I totally understand you not having time to do even this sort of simpler approach though - I similarly am finding it really hard to juggle day-job and family commitments, let alone extra stuff like this!

kylecorry31 commented 3 years ago

@dalelane I figured that was the likely issue there - I imagine it must be pretty expensive to host something like that. Thanks for confirming!

That's actually a super smart idea.
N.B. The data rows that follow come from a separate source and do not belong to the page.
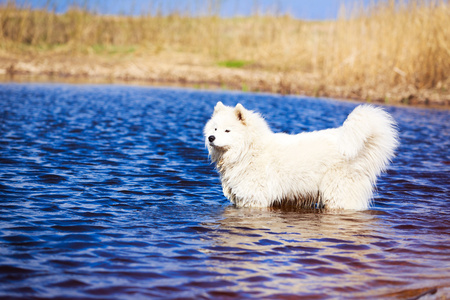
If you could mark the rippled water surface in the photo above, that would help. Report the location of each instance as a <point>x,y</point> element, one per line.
<point>107,192</point>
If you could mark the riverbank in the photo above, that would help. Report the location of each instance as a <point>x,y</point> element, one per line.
<point>391,52</point>
<point>192,72</point>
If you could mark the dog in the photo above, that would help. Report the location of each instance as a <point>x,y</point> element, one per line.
<point>328,169</point>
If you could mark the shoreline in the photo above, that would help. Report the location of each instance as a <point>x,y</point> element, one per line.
<point>187,72</point>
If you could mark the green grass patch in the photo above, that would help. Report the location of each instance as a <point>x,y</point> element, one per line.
<point>233,63</point>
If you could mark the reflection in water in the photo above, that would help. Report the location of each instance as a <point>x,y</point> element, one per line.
<point>314,253</point>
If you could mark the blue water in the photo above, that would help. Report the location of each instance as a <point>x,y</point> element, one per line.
<point>107,193</point>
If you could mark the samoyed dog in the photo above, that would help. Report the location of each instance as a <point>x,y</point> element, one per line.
<point>332,169</point>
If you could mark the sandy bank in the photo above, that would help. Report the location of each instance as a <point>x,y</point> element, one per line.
<point>189,71</point>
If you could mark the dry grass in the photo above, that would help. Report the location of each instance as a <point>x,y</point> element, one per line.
<point>392,51</point>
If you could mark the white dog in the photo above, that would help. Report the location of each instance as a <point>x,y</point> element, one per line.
<point>334,168</point>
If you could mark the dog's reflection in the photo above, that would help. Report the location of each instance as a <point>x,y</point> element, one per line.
<point>277,247</point>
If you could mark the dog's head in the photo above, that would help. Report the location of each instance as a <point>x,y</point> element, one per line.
<point>226,128</point>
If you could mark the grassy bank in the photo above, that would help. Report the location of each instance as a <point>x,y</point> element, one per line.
<point>390,52</point>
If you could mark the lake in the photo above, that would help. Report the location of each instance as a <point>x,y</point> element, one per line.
<point>107,193</point>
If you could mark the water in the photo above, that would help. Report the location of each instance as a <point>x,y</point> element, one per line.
<point>106,192</point>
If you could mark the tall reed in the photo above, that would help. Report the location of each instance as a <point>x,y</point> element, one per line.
<point>391,43</point>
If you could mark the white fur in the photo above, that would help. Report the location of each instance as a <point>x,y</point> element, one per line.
<point>334,168</point>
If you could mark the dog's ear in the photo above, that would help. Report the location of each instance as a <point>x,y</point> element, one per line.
<point>219,106</point>
<point>240,113</point>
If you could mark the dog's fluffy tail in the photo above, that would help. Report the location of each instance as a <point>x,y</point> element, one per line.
<point>369,138</point>
<point>367,141</point>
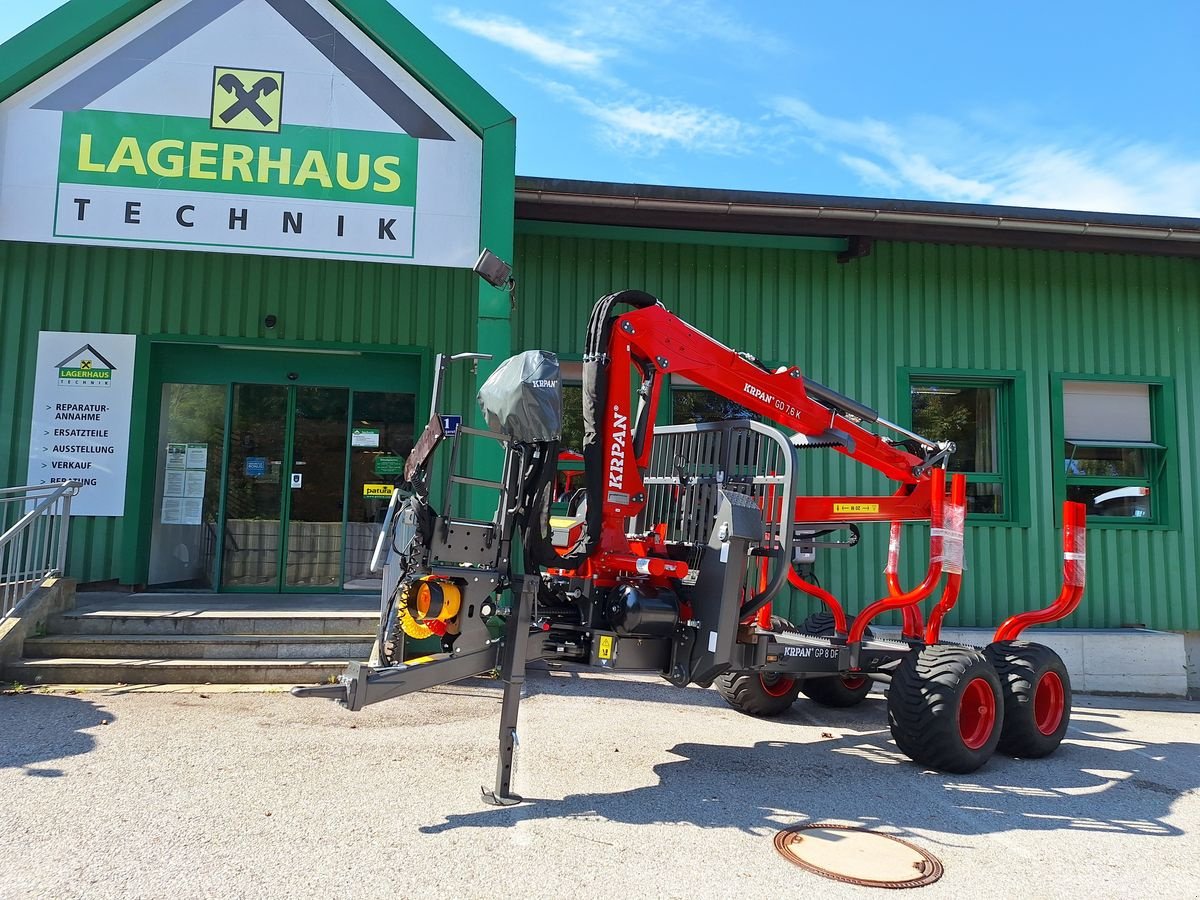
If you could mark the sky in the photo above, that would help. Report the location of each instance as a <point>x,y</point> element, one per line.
<point>1084,105</point>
I know that when I built the ML4K extension, I could not figure out how to import external libraries and struggled with the outdated SDK version App Inventor was compiling with at the time.

If it helps, I actually did build an active transfer learning project in TensorFlow.js a couple of years ago: https://github.com/kylecorry31/DoodleNet/blob/master/public/js/nn.js

I don't know how easy it would be to port that into the extension the same way they did it - I can't make any guarantees but that does reduce the complexity a lot to the point it may be feasible to do. Though, I probably won't have time for several months.

dalelane commented 3 years ago

I know there are several people following this issue, so I'll put a quick status update here.

I finally started working on this issue over this past weekend (the work is happening in https://github.com/kylecorry31/ML4K-AI-Extension/pull/37 ).

It's going very well so far, and I haven't hit any significant obstacles. I don't think it should take very much longer to complete. It's difficult to put an exact date on this as I don't know how much time I will have to work on it, but I don't think it'll be more than a few weeks - and certainly I expect it to be comfortably do-able before the IBM Visual Recognition service is withdrawn in December. (At that point, App Inventor support for image projects in ML4K will no longer be possible without the work described in this issue - so that is very much the deadline I'm working to).

ruizrube commented 3 years ago

great. Thanks for your work.

dalelane commented 3 years ago

Another quick status update.

I have a beta version of the App Inventor extension working that supports image recognition using TensorFlow.js - which would let me re-enable App Inventor for all projects, whether they were trained with IBM Visual Recognition or not.

It needs a lot of testing before I can add it to the site - I'm tracking the testing separately in https://github.com/IBM/taxinomitis/issues/425

If I can get some verification that it works okay, I'll add it to the main ML4K site.